И все старались как-нибудь развлечь и ободрить его. Однако в эти минуты слабости ему остро хотелось видеть только троих: Залкинда, Женю и Петьку. Никого из них не было. Залкинд еще не вернулся из Рубежанска, откуда ждали его со дня на день. Женю Гречкин послал на второй участок с бригадой
Беридзе не забывал про Алексея и старался затащить его к себе —там в комнате Ольги лежала больная Таня. И сколь ни искренне было сочувствие Георгия и Тани, как бы они оба ни хотели помочь ему — он не мог долго быть с ними. Они не умели спрятать своего счастья, оно будто создавало вокруг них особенную атмосферу. Каждое слово, каждый жест Беридзе и Тани говорили о том, как они тянутся друг к другу, как трудно им в присутствии Алексея удержаться от лишнего ласкового слова или поцелуя. Он же вспоминал слова Зины об их собственной справедливой любви; быть свидетелем чужой становилось невыносимым, как невыносимо видеть чье-то веселье на похоронах близкого человека.
Его тащила к себе Серафима, но ее доброе участие было слишком уж явным и материальным — пирожки, вкусное жареное мясо, голубичный сок на сахаре, пьянящий, как вино. Алексей поспешно отказывался от этого добра, не в силах тешить желудок, когда так болело сердце.
Половину дня он провел у Гречкина. Главный диспетчер важно сидел в зале, где стены были выложены щитами, на которых через каждый час графически изображались изменения на участках. На громоздком письменном столе стояли в шахматном порядке телефонные аппараты прямой связи с участками. Непрерывно шли разговоры, записывались цифры, составлялись таблицы, передавались распоряжения — здесь была кладовая трудовых достижений и неудач строителей.
Гречкину все не удавалось урвать время, чтобы побеседовать с Алексеем.
— Сейчас я освобожусь, — заверял он и тут же хватался двумя руками за телефоны, враз зазвонившие на разные голоса. Округлив глаза и подняв брови, главный диспетчер начинал кричать:
— Почему приостановили сварку? Как так нет электродов? А какого же черта молчали вчера?
Алексей внимательно рассматривал нарядные столбики и кривые на щитах, пытаясь по ним представить состояние участков. Немедленно перед глазами его вставала картина трассы, он замечал неточность графиков Гречкина и терял интерес к ним.
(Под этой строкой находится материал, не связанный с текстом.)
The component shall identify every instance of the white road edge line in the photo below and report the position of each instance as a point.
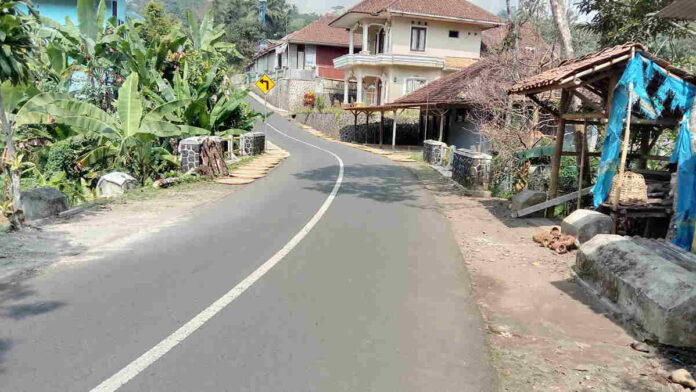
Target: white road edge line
(131, 370)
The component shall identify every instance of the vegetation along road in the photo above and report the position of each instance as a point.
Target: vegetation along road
(302, 281)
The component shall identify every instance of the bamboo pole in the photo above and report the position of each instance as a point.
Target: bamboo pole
(581, 171)
(624, 146)
(394, 130)
(558, 149)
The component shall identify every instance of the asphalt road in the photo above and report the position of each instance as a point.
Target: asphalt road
(374, 298)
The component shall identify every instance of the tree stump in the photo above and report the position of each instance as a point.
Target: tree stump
(212, 161)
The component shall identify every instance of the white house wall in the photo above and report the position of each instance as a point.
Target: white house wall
(438, 43)
(311, 56)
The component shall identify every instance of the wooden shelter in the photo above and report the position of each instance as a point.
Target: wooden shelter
(368, 111)
(587, 86)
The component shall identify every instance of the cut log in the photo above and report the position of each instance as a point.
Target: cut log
(550, 203)
(212, 160)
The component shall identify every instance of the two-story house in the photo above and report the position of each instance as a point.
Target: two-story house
(312, 49)
(58, 10)
(408, 43)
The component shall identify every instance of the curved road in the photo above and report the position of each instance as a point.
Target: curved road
(374, 298)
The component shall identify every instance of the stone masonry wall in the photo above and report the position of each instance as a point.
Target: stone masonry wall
(432, 151)
(341, 126)
(471, 169)
(252, 143)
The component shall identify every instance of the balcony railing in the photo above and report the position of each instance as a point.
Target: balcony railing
(388, 59)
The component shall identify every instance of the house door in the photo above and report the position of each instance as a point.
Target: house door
(380, 41)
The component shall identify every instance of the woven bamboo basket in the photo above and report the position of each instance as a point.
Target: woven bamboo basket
(633, 190)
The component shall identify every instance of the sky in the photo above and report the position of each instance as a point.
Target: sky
(323, 6)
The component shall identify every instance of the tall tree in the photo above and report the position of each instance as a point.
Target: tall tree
(17, 47)
(620, 21)
(560, 18)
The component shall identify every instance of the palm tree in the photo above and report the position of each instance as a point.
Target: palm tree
(17, 44)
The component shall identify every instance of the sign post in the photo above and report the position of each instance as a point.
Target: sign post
(265, 84)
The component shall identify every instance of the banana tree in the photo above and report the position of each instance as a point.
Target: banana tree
(220, 114)
(17, 48)
(83, 53)
(208, 37)
(149, 60)
(130, 137)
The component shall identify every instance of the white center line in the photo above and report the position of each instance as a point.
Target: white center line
(131, 370)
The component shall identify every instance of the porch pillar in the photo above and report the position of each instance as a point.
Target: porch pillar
(394, 132)
(367, 125)
(381, 128)
(442, 125)
(346, 83)
(365, 48)
(351, 38)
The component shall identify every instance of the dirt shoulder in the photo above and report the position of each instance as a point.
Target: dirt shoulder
(547, 334)
(102, 225)
(111, 224)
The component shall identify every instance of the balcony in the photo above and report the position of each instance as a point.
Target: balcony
(379, 60)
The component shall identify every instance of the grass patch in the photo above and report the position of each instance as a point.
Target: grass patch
(188, 182)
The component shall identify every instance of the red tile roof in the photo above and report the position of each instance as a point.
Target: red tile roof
(529, 37)
(319, 32)
(460, 9)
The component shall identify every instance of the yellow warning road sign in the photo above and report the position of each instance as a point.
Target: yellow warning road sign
(265, 84)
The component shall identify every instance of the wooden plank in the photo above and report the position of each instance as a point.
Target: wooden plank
(587, 101)
(550, 203)
(545, 106)
(583, 116)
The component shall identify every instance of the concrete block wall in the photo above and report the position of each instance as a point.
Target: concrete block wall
(433, 151)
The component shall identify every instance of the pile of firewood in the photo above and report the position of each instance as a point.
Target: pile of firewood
(212, 160)
(556, 241)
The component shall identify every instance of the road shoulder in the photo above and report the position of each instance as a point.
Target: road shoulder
(546, 332)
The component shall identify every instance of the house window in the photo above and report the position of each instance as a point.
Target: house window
(300, 56)
(413, 84)
(418, 39)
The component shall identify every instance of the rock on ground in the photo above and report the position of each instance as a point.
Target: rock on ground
(42, 203)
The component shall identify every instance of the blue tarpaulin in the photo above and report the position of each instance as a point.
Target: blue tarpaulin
(679, 94)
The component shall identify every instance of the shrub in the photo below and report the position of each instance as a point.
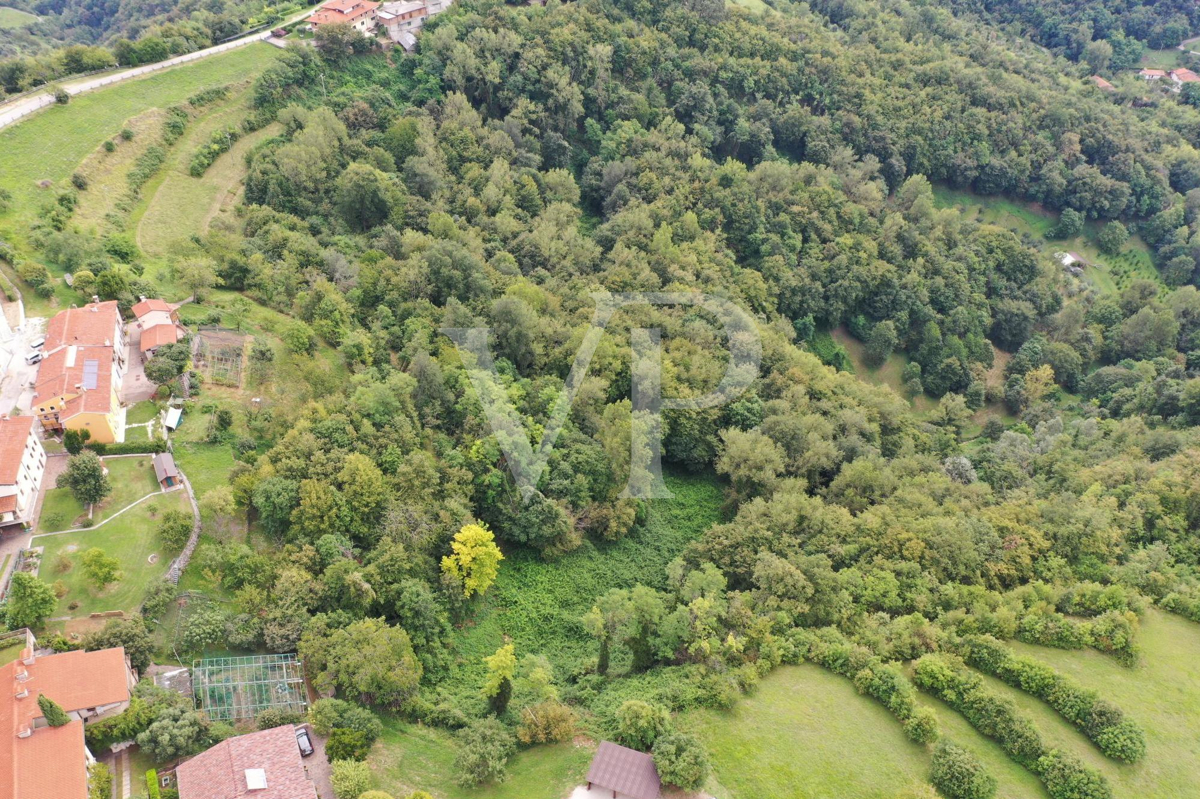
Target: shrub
(546, 722)
(347, 745)
(351, 779)
(1104, 724)
(681, 761)
(484, 750)
(640, 724)
(959, 775)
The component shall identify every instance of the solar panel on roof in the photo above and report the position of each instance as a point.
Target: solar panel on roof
(90, 373)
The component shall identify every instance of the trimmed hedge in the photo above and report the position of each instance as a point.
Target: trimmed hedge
(1101, 721)
(1065, 776)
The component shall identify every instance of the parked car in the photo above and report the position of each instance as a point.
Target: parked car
(304, 742)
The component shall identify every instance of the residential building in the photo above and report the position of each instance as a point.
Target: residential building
(403, 19)
(157, 324)
(22, 466)
(166, 472)
(261, 766)
(625, 772)
(1181, 77)
(359, 14)
(79, 380)
(43, 762)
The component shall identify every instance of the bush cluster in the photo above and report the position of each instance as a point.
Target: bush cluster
(1101, 721)
(882, 682)
(1065, 776)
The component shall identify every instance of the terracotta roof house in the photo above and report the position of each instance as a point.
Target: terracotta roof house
(78, 383)
(358, 13)
(625, 772)
(43, 762)
(22, 466)
(261, 766)
(165, 470)
(159, 324)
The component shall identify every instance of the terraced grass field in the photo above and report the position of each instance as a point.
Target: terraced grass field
(15, 18)
(808, 734)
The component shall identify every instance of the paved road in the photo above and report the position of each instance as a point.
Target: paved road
(19, 109)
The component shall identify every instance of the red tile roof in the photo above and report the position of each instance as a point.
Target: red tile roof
(342, 11)
(13, 436)
(52, 763)
(91, 324)
(157, 336)
(221, 772)
(624, 770)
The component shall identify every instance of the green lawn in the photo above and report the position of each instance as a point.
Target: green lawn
(131, 539)
(412, 757)
(83, 125)
(131, 478)
(13, 18)
(1107, 272)
(142, 413)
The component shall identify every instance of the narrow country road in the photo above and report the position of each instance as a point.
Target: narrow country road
(19, 109)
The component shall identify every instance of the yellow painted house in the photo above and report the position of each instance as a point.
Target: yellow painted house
(79, 380)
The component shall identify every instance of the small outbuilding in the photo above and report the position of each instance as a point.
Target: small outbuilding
(165, 470)
(628, 773)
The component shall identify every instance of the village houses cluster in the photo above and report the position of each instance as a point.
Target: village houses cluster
(400, 22)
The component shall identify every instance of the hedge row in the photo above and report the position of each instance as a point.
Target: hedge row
(1101, 721)
(882, 682)
(217, 145)
(1065, 776)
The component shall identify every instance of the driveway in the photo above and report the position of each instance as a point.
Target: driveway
(16, 391)
(135, 388)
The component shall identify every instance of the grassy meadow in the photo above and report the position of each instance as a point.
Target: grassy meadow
(413, 757)
(15, 18)
(132, 478)
(1032, 223)
(131, 539)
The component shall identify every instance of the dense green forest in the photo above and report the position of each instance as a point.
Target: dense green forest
(526, 157)
(1092, 30)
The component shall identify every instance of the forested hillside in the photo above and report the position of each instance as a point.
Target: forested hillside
(526, 157)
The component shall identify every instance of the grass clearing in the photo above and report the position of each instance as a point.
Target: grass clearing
(177, 205)
(132, 478)
(1032, 223)
(131, 539)
(538, 604)
(413, 757)
(15, 18)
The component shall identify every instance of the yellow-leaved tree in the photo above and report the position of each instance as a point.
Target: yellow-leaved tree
(474, 559)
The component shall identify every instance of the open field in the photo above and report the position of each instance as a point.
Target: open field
(131, 539)
(13, 18)
(413, 757)
(132, 478)
(177, 205)
(538, 604)
(1107, 272)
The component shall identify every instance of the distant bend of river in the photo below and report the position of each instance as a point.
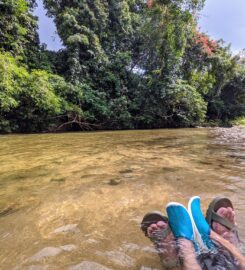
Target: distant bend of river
(75, 200)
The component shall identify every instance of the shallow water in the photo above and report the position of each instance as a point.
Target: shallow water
(75, 200)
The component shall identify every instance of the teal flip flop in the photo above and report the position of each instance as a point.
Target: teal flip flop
(201, 227)
(180, 221)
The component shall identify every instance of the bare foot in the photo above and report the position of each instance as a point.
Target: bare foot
(165, 244)
(229, 214)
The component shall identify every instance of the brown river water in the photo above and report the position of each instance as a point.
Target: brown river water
(75, 201)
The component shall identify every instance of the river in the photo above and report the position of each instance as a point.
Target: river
(75, 200)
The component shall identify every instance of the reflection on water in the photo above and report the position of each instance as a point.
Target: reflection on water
(75, 201)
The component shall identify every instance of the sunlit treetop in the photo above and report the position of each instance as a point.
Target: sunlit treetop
(208, 46)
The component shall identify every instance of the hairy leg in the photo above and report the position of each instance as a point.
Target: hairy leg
(230, 247)
(187, 253)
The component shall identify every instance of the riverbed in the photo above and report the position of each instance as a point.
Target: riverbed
(75, 200)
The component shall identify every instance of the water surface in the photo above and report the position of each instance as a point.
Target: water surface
(68, 201)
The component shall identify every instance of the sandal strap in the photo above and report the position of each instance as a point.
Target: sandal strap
(223, 221)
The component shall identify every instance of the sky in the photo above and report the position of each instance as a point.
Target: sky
(220, 19)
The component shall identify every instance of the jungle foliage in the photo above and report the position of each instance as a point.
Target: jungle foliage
(125, 64)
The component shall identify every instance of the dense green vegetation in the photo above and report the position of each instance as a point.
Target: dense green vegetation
(126, 64)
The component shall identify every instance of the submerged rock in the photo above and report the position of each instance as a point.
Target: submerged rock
(119, 258)
(86, 265)
(46, 252)
(67, 228)
(114, 182)
(51, 252)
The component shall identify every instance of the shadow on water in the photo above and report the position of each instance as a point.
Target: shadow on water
(76, 200)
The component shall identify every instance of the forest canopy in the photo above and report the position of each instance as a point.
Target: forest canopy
(126, 64)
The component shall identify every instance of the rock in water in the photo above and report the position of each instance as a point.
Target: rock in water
(86, 265)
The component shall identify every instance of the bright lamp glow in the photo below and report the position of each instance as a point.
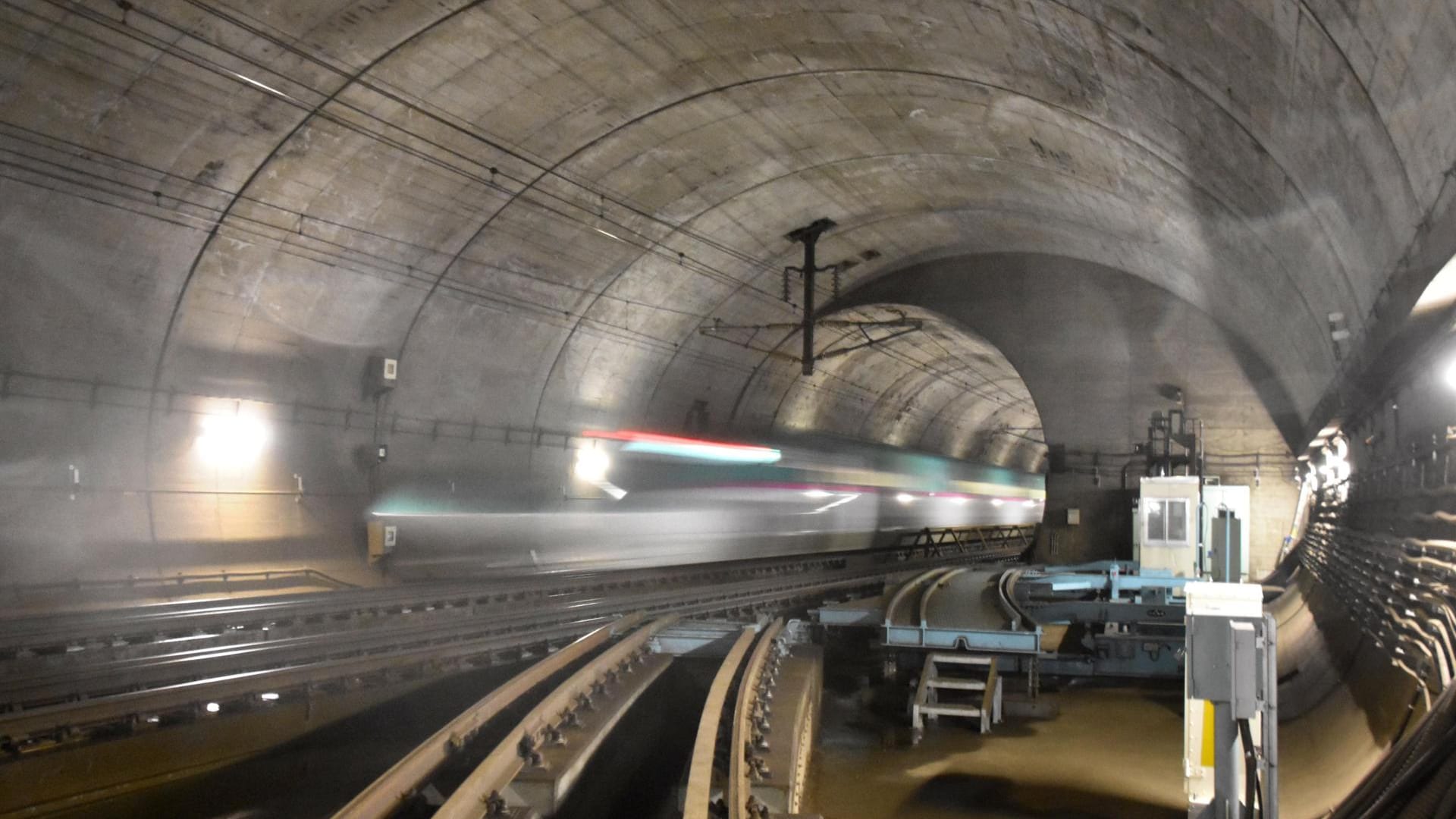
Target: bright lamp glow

Оторвавшись на минуту от телефонов, Гречкин читал эти мысли на лице Алексея и признавался:
— За жизнью, мой дорогой, не поспеешь. Человеку с трассы лучше на эти щиты не глядеть. Но нам они здорово помогают. Все-таки мы более или менее точно знаем, что где происходит в данный момент. — Гречкин тщеславно добавлял: — Недаром о моей диспетчерской писали в рубежанской газете. Не читал? Прочти! Я тебе дам газету.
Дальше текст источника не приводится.